In discussion from the bench, Vice Mayor Jeff Longwell said it is important that we disclose these “types of collections” as they are taxing the public. But in a convoluted stretch of reasoning, he made a case that posting a sign with a specific sales tax would be confusing to citizens:

“I was leaning to putting a percentage on there, but again if we have a website that spells out the percentage, I think that’s important. And number two, I guess I would be a little bit concerned how we would work through it — if you put a percentage on a development over here in downtown that’s only collecting one percent and someone walks in and sees a CID tax collected of one percent and just assumes every CID tax is one percent it would be confusing when they go to the next one, and it may scare them off if they see one that’s two percent, they’ll never go to one that’s maybe only one percent. So I think that proves an additional concern for some confusion. So having something on the front door that says we are financing this with a CID tax, where they’re made well aware that it’s collected there, I think to try and include a percentage might even add some confusion as we collect different CID taxes around the city.”

I think this means that Longwell’s okay with telling people as they enter a store that they’re being taxed, but not how much tax they’re being asked to pay. We can summarize his attitude as this: Giving citizens too much information will confuse them.

Council Member Sue Schlapp said she supported transparency in government:

“Every tool we can have is necessary … This is very simple: If you vote to have the tool, and then you vote to put something in it that makes the tool useless, it’s not even any point in having the vote, in my opinion. Either we do it, and we do it in a way that it’s going to be useful and accomplish its purpose. … I understand totally the discussion of letting the public know. I think transparency is absolutely vital to everything we do in government. So I think we’re doing that very thing.”

Schlapp understands and said what everyone knows: that if you arm citizens with knowledge of high taxes, they’re likely to go somewhere else.

Mayor Brewer said he agreed with Schlapp and the other council members.

In the end, the council unanimously voted for requiring signage that reads, according to minutes from the meeting: “This project made possible by Community Improvement District Financing and includes the website.”

This sign doesn’t mention anything about extra sales tax that customers of CID merchants will pay. Contrary to Schlapp’s assertions, this is not anything like government transparency.

This episode is a startling example of the council and staff being totally captured by special interests.
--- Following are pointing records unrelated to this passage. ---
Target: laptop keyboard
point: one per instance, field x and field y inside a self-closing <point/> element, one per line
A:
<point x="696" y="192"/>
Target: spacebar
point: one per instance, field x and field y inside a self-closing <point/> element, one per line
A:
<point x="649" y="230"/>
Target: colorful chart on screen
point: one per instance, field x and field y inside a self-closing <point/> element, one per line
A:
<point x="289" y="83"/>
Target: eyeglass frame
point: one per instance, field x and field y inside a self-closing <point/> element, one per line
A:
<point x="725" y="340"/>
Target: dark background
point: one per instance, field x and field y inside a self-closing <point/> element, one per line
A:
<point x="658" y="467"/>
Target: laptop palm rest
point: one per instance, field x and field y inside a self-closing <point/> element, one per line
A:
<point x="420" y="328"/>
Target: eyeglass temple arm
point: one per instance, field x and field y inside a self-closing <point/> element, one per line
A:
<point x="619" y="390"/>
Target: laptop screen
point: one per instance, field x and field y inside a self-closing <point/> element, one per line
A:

Sales tax increase spreading across Wichita

These two CIDs break new ground in that these shopping centers are not tourist destinations or trendy shops. Some council members like Longwell have justified past CIDs on the basis that since they are tourist destinations, much of the tax will be paid by visitors to Wichita. This is not a wise policy, but even it it was, it does not apply to these two shopping centers.

Instead, these two applications are more indications that soon Wichita — its major retail centers and destinations, at least — is likely to be blanketed with community improvement districts charging up to an extra two cents per dollar sales tax. Currently, merchants in a CID are running the very real risk that once their customers become aware of the extra sales tax, they will shop somewhere else. But as CIDs become more prevalent in Wichita, this competitive disadvantage will disappear.

Step by step, a sales tax increase is engulfing Wichita, and our city council and mayor are fine with that happening. This is on top of the statewide sales tax increase from last year, which, despite claims of its supporters and opposition by conservatives, is likely a permanent fixture.